Leur lien semble s’être distendu depuis, pour des raisons obscures.

Autre allié : Caroline Fourest. Elle lui offre une tribune dans sa revue Prochoix, où écrit aussi Tristan Mendès-France.

Puis elle le met en vedette dans son documentaire Les Obsédés du Complot, diffusé sur France 5. Une belle exposition, grâce à l’argent public.

Cette petite bande d’experts, bien en place dans les réseaux médiatiques, décide qui peut s’exprimer et qui doit être censuré.

Une recherche sous influence : le cas Igounet

Enfin, difficile de ne pas évoquer Valérie Igounet, directrice adjointe de Conspiracy Watch.

Docteure en histoire, chercheuse au CNRS, mais épinglée par l’OJIM pour ses méthodes et son activisme politique déguisé en recherche.

Une « spécialiste » qui combat ce qu’elle prétend étudier, brouillant définitivement la frontière entre science et militantisme.

Manipulations et contradictions de la complosphère

Reichstadt, s’érige en grand pourfendeur des théories du complot, dénonçant à tout-va les incohérences et contradictions des « complotistes ».

Pourtant, ses accusations manquent souvent de profondeur et relèvent d’une simplification abusive.

Prenons l’exemple de l’affaire Jeffrey Epstein, où il affirme que :

« Pour beaucoup, Epstein a été assassiné et éliminé politiquement.
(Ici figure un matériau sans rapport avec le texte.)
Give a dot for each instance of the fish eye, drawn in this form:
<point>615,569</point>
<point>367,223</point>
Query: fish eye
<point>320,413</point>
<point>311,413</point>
C’est toute la contradiction logique des complotistes : ils passent sous silence les informations qui ne vont pas dans le sens de leurs thèses, ou considèrent que c’est un enfumage. », Le Parisien, 11 août 2019.

Or, ironie du sort, Reichstadt lui-même occulte les nombreuses zones d’ombre entourant certains faits ou ses propres liens, préférant balayer d’un revers de main toute critique qui dérange son récit officiel.

De même, il fustige la popularité de Didier Raoult :

« Raoult est devenu l’homme providentiel pour beaucoup de personnes. Les gens disent qu’il a une solution, point. Il y a là une tentation antiscientifique. », Le Monde, 8 avril 2020.

Mais il ne se gêne pas pour propager ses propres certitudes avec une autorité toute aussi dogmatique, laissant peu de place au débat véritable.

Enfin, il dénonce les médias alternatifs comme Thinkerview :

« Ils ont une vision de la démocratie qui serait un théâtre d’ombres, avec l’idée que ceux qui gouvernent réellement ne sont pas ceux que l’on croit. […] Il invite des gens comme Michel Collon, Kémi Séba, Étienne Chouard ou encore Juan Branco, qui participent de cette mouvance complotiste. Il contribue à banaliser la parole de ces gens-là, qui n’élèvent pas le débat. Il leur donne une légitimité, une caution évidente et accroît leur audience. », franceinfo, 22/05/2019

Mais ne reproduit-il pas lui-même ce mécanisme en promouvant un discours officiel verrouillé, où seules ses propres analyses – et celles de ses alliés – ont droit de cité ?

Un rouage bien huilé au service du pouvoir

Au final, Reichstadt n’est pas un simple observateur, mais un rouage dans une mécanique bien huilée où pouvoir, institutions et intellectuels fixent les limites du pensable.

Ce dispositif sert moins la vérité que le contrôle de la parole, en imposant ce qui peut être dit ou non.

L’État, sous couvert de lutte contre la désinformation, centralise ce contrôle, finançant des structures comme Conspiracy Watch et restreignant ainsi la pluralité démocratique.